L’operatore telefonico ho. ricostruisce i fatti del data breach e comunica le misure assunte per innalzare la sicurezza per gli utenti

Data breach risolto da ho.
 

Ci sono due importanti novità sul caso della violazione di sicurezza ai danni dell’operatore telefonico. E a fornirli è stato lo steso ho. Da una parte c’è l’aggiornamento sul sito ufficiale delle Faq (Frequently asked questions ovvero le domande poste frequentemente) con tanto di preziosi chiarimenti in merito al data breach scoperto a fine 2020. Dall’altra la stessa compagnia telefonica ha annunciato di aver rigenerato in automatico il numero seriale delle SIM dei clienti che sono rimasti coinvolti nel furto di dati. Ricordiamo che l’episodio ha riguardato esclusivamente i dati anagrafici e tecnici della scheda telefonica e non quelli relativi a SMS, telefonate o attività web e né, soprattutto, informazioni bancarie o relative ai sistemi di pagamento.
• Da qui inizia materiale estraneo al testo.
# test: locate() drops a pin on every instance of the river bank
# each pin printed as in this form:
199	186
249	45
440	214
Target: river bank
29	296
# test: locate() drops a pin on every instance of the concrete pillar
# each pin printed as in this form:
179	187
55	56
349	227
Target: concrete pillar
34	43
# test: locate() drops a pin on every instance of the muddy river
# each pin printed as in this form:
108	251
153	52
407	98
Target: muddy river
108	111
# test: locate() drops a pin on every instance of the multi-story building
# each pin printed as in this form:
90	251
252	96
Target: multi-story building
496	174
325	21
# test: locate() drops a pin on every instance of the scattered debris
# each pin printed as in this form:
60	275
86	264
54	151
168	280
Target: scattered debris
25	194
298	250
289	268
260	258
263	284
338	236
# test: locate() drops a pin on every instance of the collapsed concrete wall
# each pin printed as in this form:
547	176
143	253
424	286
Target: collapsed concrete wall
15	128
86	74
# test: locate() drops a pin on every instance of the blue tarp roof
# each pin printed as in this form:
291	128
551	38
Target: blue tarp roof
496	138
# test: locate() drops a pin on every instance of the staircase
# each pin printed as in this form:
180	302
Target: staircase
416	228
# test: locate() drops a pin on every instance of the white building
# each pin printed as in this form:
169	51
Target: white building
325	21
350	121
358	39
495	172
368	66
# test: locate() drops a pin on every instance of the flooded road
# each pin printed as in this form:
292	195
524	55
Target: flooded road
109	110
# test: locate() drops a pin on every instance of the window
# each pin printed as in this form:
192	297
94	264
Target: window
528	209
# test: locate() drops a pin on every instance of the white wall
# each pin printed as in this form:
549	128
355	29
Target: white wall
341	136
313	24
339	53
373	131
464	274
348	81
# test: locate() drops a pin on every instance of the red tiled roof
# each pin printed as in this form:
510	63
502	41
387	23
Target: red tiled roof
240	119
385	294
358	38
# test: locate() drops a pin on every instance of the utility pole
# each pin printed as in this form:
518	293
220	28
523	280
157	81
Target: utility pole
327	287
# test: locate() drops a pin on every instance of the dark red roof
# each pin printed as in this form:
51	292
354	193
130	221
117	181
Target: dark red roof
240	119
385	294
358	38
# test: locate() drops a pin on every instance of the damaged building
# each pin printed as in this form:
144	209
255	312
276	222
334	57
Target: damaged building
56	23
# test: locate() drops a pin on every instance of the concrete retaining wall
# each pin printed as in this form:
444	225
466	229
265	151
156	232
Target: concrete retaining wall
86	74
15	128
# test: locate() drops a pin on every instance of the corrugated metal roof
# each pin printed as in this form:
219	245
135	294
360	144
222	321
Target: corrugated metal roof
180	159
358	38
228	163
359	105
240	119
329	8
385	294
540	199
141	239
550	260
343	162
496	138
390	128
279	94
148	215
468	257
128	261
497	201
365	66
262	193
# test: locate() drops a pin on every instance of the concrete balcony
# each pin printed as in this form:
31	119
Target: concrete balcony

Data breach subito da ho. tra sostituzione della SIM e cambiamento del seriale

Entrando allora nei dettagli della vicenda è bene innanzitutto sapere che i dati degli utenti ho. sono stati messi al sicuro e il livello di protezione è stato conseguentemente innalzato. L’operatore telefonico ha informato i clienti vittime del data breach in due modi. Coloro che sono in possesso di una SIM solo dati hanno ricevuto una email all’indirizzo usato al momento della registrazione. Tutti gli altri sono stati invece destinatari di un SMS con la comunicazione del furto dei dati e i provvedimenti assunti da ho. a tutela della sicurezza. Ed è proprio su questo versante che segnaliamo un importante cambio di passo ovvero il cambiamento del numero seriale di tutte le SIM coinvolte nel furto dei dati anagrafici e tecnici della scheda telefonica.
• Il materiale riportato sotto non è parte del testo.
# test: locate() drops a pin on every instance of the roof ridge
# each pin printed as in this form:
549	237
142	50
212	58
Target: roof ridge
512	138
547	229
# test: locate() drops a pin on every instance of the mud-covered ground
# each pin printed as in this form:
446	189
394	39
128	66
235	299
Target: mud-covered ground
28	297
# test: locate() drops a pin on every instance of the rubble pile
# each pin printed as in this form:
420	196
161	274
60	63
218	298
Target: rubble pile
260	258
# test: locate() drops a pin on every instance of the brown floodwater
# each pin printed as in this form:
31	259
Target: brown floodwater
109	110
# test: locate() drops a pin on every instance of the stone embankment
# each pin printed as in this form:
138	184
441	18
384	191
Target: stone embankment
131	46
Conosciuto come ICCID, si tratta di un numero identificativo composto da 19 cifre che viene stampato nella parte posteriore della scheda telefonica. La procedura è completamente automatica e non comporta alcun costo al cliente. In termini pratici si tratta della rigenerazione con lo scopo di ridurre il rischio di frodi e di attacchi riconducibile alla tipologia SIM swap. Il nuovo codice sostituisce quello precedente che non ha più alcun valore. A ogni modo, ciascun utente può conoscere il nuovo numero seriale della SIM. Basta inviare un SMS al numero 3424072211 contenente il solo testo “seriale”. Tra l’altro, In caso di passaggio a un altro operatore - la cosiddetta portabilità - è richiesto il codice ICCID. Ricordiamo quindi che resta in piedi l’opzione della sostituzione della SIM. Anche in questo caso l’operazione è gratuita, ma non è considerata necessaria ai fini della sicurezza.
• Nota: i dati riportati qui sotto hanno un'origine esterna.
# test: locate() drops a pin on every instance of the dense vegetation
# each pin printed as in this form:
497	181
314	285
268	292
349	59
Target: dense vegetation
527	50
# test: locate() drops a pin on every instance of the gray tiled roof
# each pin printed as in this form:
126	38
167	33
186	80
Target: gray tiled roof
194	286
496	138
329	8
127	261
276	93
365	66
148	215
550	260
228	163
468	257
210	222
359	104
Cosa cambia per la portabilità del numero a ho.

Un ultimo passaggio chiarito da ho. riguarda proprio le operazioni di portabilità. Il data breach non comporta alcun cambiamento nella procedura. Di conseguenza gli utenti intenzionati a effettuare il passaggio a ho. alla ricerca di tariffe e condizioni contrattuali più adatti alle proprie esigenze, possono farlo sulla base di norme e tempi previsti. Ancora più precisamente, i piani di ho. prevedono un impegno di spesa minimo di 5,99 euro al mese e propongono minuti, SMS e GB per navigare sul web.